= Asno law =

Proto-Indo-European sound change

In historical linguistics, the asno law is a sound law in Proto-Indo-European where word-medial consonant clusters containing underlying -Cmn- tend to lose one of the nasal consonants m or n. This sound change was first documented by Johannes Schmidt in 1895 and is named for the Avestan reflex 𐬀𐬯𐬥𐬋 asnō. The asno law, along with Stang's law, is one of Proto-Indo-European's manifestations of a phonotactic restriction against multiple adjacent sonorants in the coda of a syllable.

==Affected affixes==
The asno law is usually invoked to explain the disappearance of -m- in the oblique case forms or thematic derivatives of animate-gender *-men- and *-mon- nouns, which have cases where a sequence -mn- should appear. Thematic derivatives of neuter *-mn̥ nouns were also affected.

==Phonological conditioning==
The conditions under which the asno law is triggered remain controversial and unsettled. It is usually supposed to be triggered when the -mn- sequence follows a consonant; if the -mn- is preceded by a short vowel, the asno rule does not apply.
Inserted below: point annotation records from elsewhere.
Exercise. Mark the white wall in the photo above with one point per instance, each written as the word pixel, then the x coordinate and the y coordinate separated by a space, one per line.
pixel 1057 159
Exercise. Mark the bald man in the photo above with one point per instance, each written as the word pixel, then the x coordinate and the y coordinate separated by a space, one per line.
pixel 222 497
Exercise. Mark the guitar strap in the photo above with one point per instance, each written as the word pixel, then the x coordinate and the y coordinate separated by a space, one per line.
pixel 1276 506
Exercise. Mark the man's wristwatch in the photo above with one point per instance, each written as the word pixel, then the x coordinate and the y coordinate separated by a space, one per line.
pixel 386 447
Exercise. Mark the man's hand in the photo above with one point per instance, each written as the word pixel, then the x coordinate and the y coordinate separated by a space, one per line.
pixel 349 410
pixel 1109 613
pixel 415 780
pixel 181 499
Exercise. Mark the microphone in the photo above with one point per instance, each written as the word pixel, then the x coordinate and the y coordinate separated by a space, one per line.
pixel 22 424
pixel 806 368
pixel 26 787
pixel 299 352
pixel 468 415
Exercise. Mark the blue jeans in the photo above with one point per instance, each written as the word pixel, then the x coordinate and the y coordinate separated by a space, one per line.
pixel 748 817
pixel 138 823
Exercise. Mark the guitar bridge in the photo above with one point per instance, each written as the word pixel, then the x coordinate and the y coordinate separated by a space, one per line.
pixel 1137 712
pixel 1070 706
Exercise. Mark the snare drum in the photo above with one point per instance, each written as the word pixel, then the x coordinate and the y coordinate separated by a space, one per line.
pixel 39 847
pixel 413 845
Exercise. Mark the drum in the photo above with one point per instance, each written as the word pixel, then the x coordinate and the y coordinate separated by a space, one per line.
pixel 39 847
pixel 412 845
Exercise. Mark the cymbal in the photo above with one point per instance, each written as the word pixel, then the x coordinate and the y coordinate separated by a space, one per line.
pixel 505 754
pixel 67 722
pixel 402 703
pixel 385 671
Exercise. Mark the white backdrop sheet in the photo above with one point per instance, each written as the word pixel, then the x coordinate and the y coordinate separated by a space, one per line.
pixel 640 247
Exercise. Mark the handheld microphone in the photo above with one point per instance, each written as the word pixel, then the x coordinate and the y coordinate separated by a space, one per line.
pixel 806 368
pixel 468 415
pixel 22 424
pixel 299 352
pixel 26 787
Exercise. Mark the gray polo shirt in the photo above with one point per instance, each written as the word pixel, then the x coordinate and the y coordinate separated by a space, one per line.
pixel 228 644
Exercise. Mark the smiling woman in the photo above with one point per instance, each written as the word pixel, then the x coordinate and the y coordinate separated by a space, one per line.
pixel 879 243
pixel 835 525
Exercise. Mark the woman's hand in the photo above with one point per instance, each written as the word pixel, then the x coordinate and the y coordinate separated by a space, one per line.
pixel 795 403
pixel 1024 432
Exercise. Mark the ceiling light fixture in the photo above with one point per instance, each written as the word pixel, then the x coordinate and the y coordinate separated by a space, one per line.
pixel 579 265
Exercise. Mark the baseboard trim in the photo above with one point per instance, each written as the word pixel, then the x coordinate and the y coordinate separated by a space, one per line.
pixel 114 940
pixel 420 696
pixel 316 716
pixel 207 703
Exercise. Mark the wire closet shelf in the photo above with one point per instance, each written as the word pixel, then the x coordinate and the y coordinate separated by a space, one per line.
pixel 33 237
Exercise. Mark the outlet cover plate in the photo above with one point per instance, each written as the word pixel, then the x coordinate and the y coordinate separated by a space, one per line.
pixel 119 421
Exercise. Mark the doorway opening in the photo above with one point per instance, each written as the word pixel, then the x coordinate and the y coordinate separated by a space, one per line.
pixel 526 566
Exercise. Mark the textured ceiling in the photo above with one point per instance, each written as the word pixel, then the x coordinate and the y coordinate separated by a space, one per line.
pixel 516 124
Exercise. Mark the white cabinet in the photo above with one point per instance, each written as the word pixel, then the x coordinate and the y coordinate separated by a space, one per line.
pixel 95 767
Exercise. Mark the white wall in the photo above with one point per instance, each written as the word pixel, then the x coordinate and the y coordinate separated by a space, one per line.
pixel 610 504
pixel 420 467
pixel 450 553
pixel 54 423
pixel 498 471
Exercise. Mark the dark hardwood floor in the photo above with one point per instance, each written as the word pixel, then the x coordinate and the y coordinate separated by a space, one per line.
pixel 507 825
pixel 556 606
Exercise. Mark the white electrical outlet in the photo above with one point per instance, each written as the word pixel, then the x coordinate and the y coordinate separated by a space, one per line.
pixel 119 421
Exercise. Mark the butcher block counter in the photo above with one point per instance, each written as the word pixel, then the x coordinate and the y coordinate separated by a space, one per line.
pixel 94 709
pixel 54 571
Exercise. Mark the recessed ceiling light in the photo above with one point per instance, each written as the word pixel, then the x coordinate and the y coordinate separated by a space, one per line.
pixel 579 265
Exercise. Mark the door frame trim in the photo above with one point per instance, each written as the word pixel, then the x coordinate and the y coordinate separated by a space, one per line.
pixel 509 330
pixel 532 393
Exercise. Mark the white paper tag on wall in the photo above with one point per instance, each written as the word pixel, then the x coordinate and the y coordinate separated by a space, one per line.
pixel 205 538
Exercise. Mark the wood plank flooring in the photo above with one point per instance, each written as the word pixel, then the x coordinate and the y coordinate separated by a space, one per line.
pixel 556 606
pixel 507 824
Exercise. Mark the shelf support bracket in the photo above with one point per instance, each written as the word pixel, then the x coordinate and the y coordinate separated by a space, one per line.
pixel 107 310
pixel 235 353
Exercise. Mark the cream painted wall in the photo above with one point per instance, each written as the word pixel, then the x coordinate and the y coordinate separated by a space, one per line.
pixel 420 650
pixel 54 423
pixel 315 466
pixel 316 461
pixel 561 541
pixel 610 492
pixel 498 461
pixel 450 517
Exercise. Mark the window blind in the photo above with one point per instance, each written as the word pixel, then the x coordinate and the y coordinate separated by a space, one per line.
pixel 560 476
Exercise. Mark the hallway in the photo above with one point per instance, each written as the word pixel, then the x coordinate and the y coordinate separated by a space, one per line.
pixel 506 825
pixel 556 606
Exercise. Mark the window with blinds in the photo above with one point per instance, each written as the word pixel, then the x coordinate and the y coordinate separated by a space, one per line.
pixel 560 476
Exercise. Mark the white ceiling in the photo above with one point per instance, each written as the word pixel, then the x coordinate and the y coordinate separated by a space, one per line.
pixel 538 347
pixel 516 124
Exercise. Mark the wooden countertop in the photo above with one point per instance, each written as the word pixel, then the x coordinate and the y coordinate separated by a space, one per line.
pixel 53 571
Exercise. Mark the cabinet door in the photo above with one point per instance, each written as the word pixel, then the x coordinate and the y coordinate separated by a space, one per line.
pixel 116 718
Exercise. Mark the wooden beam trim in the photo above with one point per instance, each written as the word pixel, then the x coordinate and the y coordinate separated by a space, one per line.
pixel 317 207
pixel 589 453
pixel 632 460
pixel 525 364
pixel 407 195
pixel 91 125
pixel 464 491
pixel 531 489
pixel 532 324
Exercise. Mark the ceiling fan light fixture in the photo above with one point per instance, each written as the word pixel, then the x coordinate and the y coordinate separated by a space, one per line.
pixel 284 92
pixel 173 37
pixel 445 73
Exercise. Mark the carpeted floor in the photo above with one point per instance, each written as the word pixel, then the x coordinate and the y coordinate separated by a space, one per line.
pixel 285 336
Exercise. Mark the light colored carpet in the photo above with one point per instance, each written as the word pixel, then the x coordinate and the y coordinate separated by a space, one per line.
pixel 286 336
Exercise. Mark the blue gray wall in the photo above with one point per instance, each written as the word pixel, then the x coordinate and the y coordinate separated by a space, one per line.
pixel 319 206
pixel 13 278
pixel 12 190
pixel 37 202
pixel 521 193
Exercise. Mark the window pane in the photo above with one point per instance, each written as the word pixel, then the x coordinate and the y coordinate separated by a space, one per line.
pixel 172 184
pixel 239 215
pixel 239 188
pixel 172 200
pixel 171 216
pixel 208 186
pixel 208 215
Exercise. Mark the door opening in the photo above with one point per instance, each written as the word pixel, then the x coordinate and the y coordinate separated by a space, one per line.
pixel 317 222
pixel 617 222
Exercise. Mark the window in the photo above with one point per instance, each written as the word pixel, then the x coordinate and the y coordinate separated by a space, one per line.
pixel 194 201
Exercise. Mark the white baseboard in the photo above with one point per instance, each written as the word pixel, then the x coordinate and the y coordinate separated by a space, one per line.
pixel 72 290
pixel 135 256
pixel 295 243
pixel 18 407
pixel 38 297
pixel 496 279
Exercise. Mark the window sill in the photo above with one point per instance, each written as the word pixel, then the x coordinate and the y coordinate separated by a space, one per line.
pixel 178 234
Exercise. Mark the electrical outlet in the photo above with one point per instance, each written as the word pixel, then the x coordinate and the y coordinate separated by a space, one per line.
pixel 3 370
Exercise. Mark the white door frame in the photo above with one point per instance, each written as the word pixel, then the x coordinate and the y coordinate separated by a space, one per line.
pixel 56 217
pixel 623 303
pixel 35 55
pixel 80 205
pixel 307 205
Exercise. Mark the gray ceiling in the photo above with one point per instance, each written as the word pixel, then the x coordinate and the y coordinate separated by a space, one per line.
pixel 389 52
Byrd has -Cmn- losing the m if the preceding syllable was accented and the n if the following syllable has the accent. This account is rejected by Tijmen Pronk. Alexander Nikolaev also rejects the post-tonic n-loss part of this account but instead posits that asno rule applied to delete either one of m or n (more often n) when the next syllable is accented. The asno law would also be generalized to thematized derivatives of any nasal-stem noun, including r/n-heteroclitic nouns, where the base noun would lose the stem-final nasal in composition.

Dissimilatory loss of -m- in -mn- when the root contained a labial consonant has been used to explain many cases of the asno rule. Pronk posits this dissimilation as the sole mechanism of the asno rule.

Adiego alternatively proposes that the asno rule was conditioned not by the accent, as Byrd believes, but instead by the ablaut grade of the root; the zero grade would cause the deletion of -m- but with other grades, the -n- would be lost instead.